According to Silcon Republic the researchers, Ross McIlroy, Jaroslav Sevcik, Tobias Tebbi, Ben L Titzer and Toon Verwaest, work on Chrome’s V8 JavaScript engine and have penned a paper distributed through ArXiv.
It concludes that all processors that perform speculative execution will always remain susceptible to various side-channel attacks, despite mitigations that may be discovered in future.
It is just over a year since the Meltdown and Spectre flaws were first disclosed. Spectre is a hardware vulnerability that affects microprocessors that can potentially be exploited by malware, which can infiltrate data being processed by the CPU.
Researchers found that a malicious programme can exploit the Spectre vulnerability to steal confidential data stored in the memory of other programmes being executed.
Spectre “can enable a website to read data stored in the browser for another website, or even the browser’s memory itself”.
To fix all existing and future Spectre bugs, hardware-makers will need to come up with new CPU microarchitecture designs.
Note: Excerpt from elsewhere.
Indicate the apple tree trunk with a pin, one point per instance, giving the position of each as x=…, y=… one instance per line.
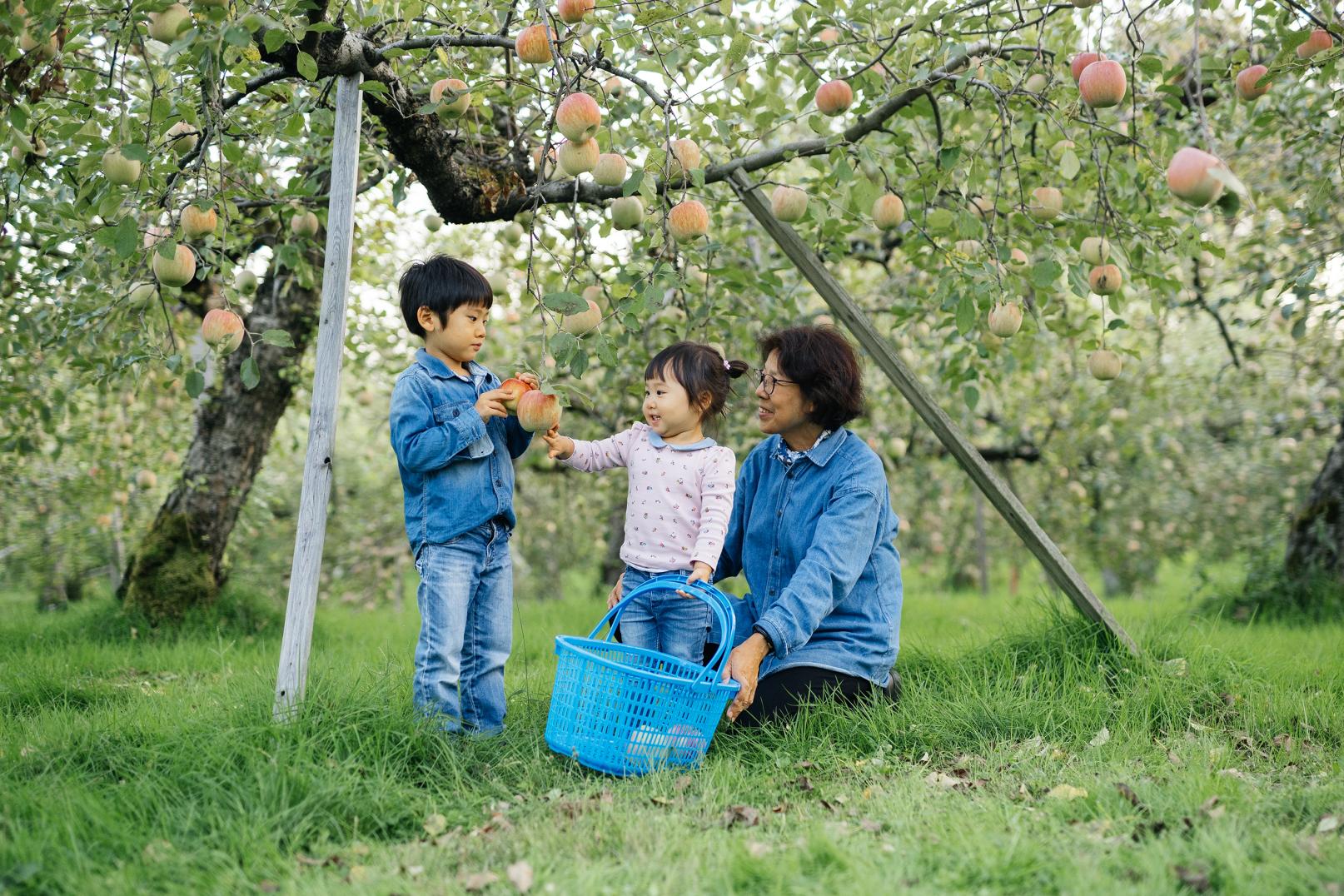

The researchers said: “We now believe that speculative vulnerabilities on today’s hardware defeat all language-enforced confidentiality with no known comprehensive software mitigations, as we have discovered that untrusted code can construct a universal read gadget to read all memory in the same address space through side-channels.”
Intel has already said it will include some hardware fixes for known and specific hardware bugs in future CPUs.
The researchers offered several potential solutions, including disabling speculative execution entirely, precision timer mitigation and branchless masking. They did note that these mitigations are not without their issues, with performance penalties if they are implemented.
They concluded: “Our models, our mental models, are wrong; we have been trading security for performance and complexity all along and didn’t know it. It is now a painful irony that today, defence requires even more complexity with software mitigations, most of which we know to be incomplete. “And complexity makes these three open problems all that much harder. Spectre is, perhaps, too appropriately named as it seems destined to haunt us for a long time.”